Fellowship Afloat’s centre in Tollesbury is an ideal place for exploring the estuaries and saltmarshes of the Essex coast.
These habitats are interesting all year round, but they are at their most spectacular in winter, when many thousands of birds gather to feed and roost in these wide open spaces.
Bird watching weekends are suitable for beginners, with plenty of time for the experienced leaders to teach participants how to identify birds.
Birds all around
‘Trinity’ is moored alongside a tidal creek on the edge of 150 acres of saltmarsh, owned by the Fellowship Afloat Charitable Trust. Even visitors arriving after dark are immediately aware of the abundant birdlife – typical estuarine species such as brent goose, curlew, redshank and dunlin are often heard as they feed, on the mud around the ship. In the light of day, these and other wildfowl such as wigeon and teal can come close to the ship, and the helideck makes a superb viewing platform.

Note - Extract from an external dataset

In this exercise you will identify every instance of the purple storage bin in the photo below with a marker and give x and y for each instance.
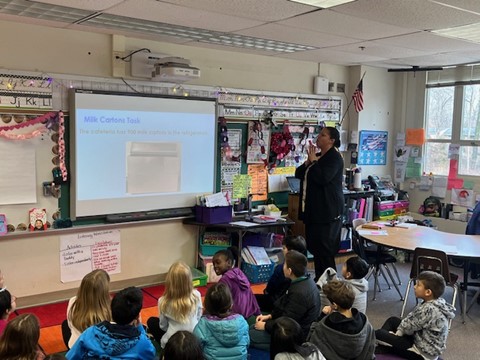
(258, 239)
(213, 215)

Raptors such as hen harrier, merlin and barn owl often hunt over the saltmarsh and the adjacent nature reserves, at Tollesbury Wick (Essex Wildlife Trust) and Old Hall Marshes (RSPB), and we occasionally see peregrine and short-eared owl.
Out on the water
The boat trip down the creek to the Blackwater Estuary is usually the highlight of the weekend, when huge flocks of waders swirl around the boats giving exceptionally close views. The black-and-white patterns of several hundred avocets are the most spectacular sight, particularly when the sun is shining. Less common species such as great northern divers, red-breasted merganser, red-throated divers and eider may be seen, and we once glimpsed a Forster’s tern, a very rare vagrant from America that spent the winter on the estuary.
A wide range of sites and species
Several other notable sites lie within a few miles of Tollesbury, and we normally manage to visit Abberton Reservoir, Fingringhoe and Mersea Island.
These are all good places to see woodland and farmland birds as well as wildfowl, and we expect to see over 90 species in a weekend. Recently we have occasionally added Braxted Park to our itinery, where the highlight was several hawfinches, which boosted our weekend total to 100 for the first time.
A grand total of 154 species have been seen over the past 20 years these weekends have been running, see the list here. This wealth of wildlife, combined with the friendly welcome, ample food and community spirit on board ‘Trinity’, ensures that everyone has a memorable weekend.